Sunday, September 19, 2010

A Delicate Balance by Edward Albee (1967)

Summary:  Agnes and Tobias are a married couple living in the comfort of the suburbs, clearly affluent enough to never discuss working outside of the home or any sort of financial strain.  Instead, they spend much of their time finding creative and emotionally destructive ways to fight with each other, often surrounding the topic of Claire—a seemingly permanent houseguest (and the alcoholic younger sister of Agnes).  There is news that their 30(ish) year-old daughter Julia is expected back home, fresh off her fourth failed marriage.  In a dramatic break from the routine, Edna and Harry arrive at the end of Act 1.  They are, apparently, Agnes and Tobias’s closest friends.  More interestingly, they are suddenly terrified of being alone in their house, for reasons unspecified throughout the play.

Thoughts:  So many of the plays I have read thus far have been about the way that couples fight with each other, but there is nothing reminiscent of polite veneer (Dinner with Friends, Rabbit Hole, The Subject was Roses) in this play.  Agnes and Tobias know how to hurt each other, and their fighting is reminiscent of another more famous Albee couple—George and Martha (Who’s Afraid of Virginia Woolf?)  They fight about Claire, they fight about Julia, they fight about Edna and Harry…they fight, seemingly, because they love to fight and excel at it.

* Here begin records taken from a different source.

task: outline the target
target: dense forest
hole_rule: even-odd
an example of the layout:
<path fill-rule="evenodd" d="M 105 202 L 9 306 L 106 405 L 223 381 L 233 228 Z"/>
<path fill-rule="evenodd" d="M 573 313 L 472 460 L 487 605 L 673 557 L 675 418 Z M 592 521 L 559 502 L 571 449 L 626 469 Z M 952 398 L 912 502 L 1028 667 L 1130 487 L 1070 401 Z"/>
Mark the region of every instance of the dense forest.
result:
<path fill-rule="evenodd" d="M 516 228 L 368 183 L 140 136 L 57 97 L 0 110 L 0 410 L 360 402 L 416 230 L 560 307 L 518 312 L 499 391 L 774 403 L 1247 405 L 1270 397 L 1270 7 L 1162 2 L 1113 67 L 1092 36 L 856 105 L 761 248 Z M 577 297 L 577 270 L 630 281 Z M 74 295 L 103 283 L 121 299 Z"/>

The dialogue in this play is interesting enough to make it remarkable, but the play comes to an absolute stunning halt at the end of Act 1 when Edna exclaims, “WE WERE FRIGHTENED….AND THERE WAS NOTHING” (47).  Tobias, Agnes and Claire attempt to figure out what is going on…and the last line of Act 1, only two pages later is Claire’s response, “Don’t you know yet?  (small chuckle)  You will.”  We never know definitively what this fear is—the hints are towards nuclear war, but no one ever says outright.  Eventually, the play ends with a long monologue by Tobias concerning the nature of friendship, love and responsibility.